Elastic Bamboo for Amazon EC2 and Windows 8.1Atlassian’s Elastic Bamboo service is a useful and flexible tool for automating the compilation and testing of source code checkins.  It runs builds on pre-configured Amazon EC2 machine images, automatically spinning up and spinning down EC2 virtual machines as necessary to keep costs low.  We’ve been using this tool extensively for an ongoing project and it has proved invaluable for helping manage software releases and providing a permanent mapping between source code and executable.

However, recently this project required a Windows 8.1 Store App to be added to the software suite.  Since Bamboo’s pre-configured EC2 image is based on Windows Server 2008, it is not possible to build a Windows Store app on this server.  Fortunately however, Elastic Bamboo allows you to change the EC2 machine image to a custom one if you have special requirements.

I won’t go through the whole process of how to create and map a custom image from scratch, as this is covered in Atlassian documentation and described in easy-to-follow step-by-step detail here.  However I’ll cover some of the primary divergence points specific to 8.1 Store Apps.


First, you need to create your EC2 server with a Windows Server 2012 R2 base AMI.  This is the only server release capable of building Windows 8.1 Store Apps, and Amazon is now (finally!) offering it to users as a base machine image.  Once it’s up and running I always create a new admin-level user with a known password so you don’t have to wait for the EC2 Administrator password randomizer to run each time you reboot (which can take a while).

Next, install Visual Studio Express.  I installed both the “Windows Desktop Edition” and the “Windows Edition”, since our server builds both desktop and store apps.  While it seems wasteful to install a full IDE on a build server just for the command-line tool, these packages provide single-click installs, are free, and then things just work.  It may be possible to build store apps without installing these tools, but there’s nothing pre-packaged from Microsoft to do so, so I highly recommend just taking this route.

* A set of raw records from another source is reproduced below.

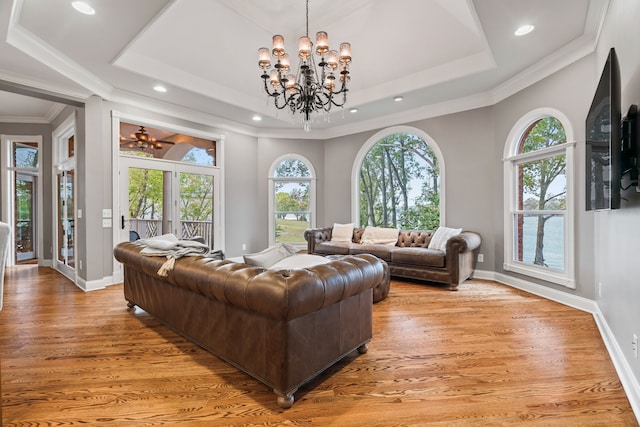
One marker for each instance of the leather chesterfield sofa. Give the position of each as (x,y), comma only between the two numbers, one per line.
(283,327)
(410,257)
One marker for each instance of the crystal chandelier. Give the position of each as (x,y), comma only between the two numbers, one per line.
(307,91)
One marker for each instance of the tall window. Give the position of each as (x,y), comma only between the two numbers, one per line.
(399,184)
(539,225)
(292,204)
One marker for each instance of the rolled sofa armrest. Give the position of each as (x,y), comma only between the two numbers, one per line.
(316,235)
(279,294)
(460,258)
(467,241)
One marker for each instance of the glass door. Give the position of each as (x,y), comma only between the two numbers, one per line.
(159,197)
(196,207)
(149,202)
(65,224)
(25,217)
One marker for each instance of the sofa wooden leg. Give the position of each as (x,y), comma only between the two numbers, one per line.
(285,401)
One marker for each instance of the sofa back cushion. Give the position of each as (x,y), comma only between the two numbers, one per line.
(414,239)
(342,232)
(379,236)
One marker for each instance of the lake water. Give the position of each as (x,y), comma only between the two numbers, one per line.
(553,251)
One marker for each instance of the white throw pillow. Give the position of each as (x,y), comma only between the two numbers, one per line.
(440,237)
(299,261)
(268,257)
(379,236)
(342,232)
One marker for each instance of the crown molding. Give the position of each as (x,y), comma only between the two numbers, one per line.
(27,42)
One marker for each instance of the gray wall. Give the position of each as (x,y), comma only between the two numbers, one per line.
(569,91)
(617,233)
(466,142)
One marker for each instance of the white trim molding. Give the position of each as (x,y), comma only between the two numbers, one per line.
(511,159)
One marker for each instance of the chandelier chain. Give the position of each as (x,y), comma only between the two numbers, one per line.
(308,91)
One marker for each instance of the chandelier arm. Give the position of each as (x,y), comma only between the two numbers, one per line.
(312,89)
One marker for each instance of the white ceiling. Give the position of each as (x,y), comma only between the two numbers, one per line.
(442,56)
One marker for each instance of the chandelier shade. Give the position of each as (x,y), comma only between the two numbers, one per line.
(313,89)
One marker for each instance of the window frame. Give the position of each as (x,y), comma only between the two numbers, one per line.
(272,180)
(512,159)
(370,143)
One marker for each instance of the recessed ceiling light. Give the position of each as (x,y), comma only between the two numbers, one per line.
(525,29)
(83,7)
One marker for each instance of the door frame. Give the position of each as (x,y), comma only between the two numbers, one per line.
(59,161)
(118,177)
(8,194)
(35,188)
(174,168)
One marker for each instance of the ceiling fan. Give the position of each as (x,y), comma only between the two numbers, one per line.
(142,140)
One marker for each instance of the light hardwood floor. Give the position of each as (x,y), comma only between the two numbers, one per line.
(487,355)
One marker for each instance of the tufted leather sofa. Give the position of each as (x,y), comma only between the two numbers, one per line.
(281,327)
(411,256)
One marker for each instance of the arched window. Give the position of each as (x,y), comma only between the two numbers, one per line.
(399,181)
(539,198)
(291,200)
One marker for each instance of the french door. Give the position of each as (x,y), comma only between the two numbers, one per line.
(25,216)
(160,197)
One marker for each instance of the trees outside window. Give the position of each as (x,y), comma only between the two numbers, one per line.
(539,225)
(399,184)
(292,201)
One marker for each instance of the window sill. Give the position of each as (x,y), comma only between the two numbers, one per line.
(542,274)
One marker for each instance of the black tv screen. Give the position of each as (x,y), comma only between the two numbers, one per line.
(603,170)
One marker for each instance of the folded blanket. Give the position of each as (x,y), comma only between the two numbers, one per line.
(173,248)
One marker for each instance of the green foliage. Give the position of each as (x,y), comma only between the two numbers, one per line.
(290,231)
(146,195)
(196,197)
(539,176)
(400,184)
(292,168)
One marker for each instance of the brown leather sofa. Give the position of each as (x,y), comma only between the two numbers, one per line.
(410,257)
(281,327)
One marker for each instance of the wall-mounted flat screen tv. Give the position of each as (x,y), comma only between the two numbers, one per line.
(603,135)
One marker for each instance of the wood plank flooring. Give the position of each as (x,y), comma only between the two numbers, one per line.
(487,355)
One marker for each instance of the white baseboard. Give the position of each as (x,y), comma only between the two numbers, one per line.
(94,285)
(45,263)
(628,380)
(620,363)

Next, download and install the Windows 8.1 SDK.  This contains all the headers and libraries you need to build the store apps.  Note on the download site, it states that no command-line tool is included and recommends installing an IDE to gain this functionality as well.

Finally, in our case I needed to install an F# compiler (referenced here), and the WiX toolset, since our project has both of those dependencies.  Note there is no reason to install NuGet, as I’ve found it’s easier to add NuGet.exe to the repository and have it run in the build script as described here.

Once all these are installed, grab the latest version of msysgit, clone your repo and try to kick off a build.  If everything is set up correctly the build should succeed.

From here, follow the remaining documentation from Atlassian about setting up a build agent, creating an AMI, and configuring Elastic Bamboo to use it.  I usually skip the defrag and zeroing out of disk space since they take a long time to run and the cost savings is almost nothing.  Once all this is done, it’s time to take it for a spin.  Check in your Windows 8.1 Store App source code, and watch it build.

One additional note, Bamboo still defaults to the previous-generation EC2 hardware configurations, which are lower-powered and now more-expensive than current generation hardware.  So make sure to update Bamboo to use a current generation config by default.  I’ve found for my purposes a c3.large (compute-optimized) instance provides the best value.

One Response

  1. From looking at the BAM-13103 issue on Atlassians own tracker it appears this is still a very sought after solution. Have you thought about making the ami publicly available at all? Obviously your admin password would be a consideration!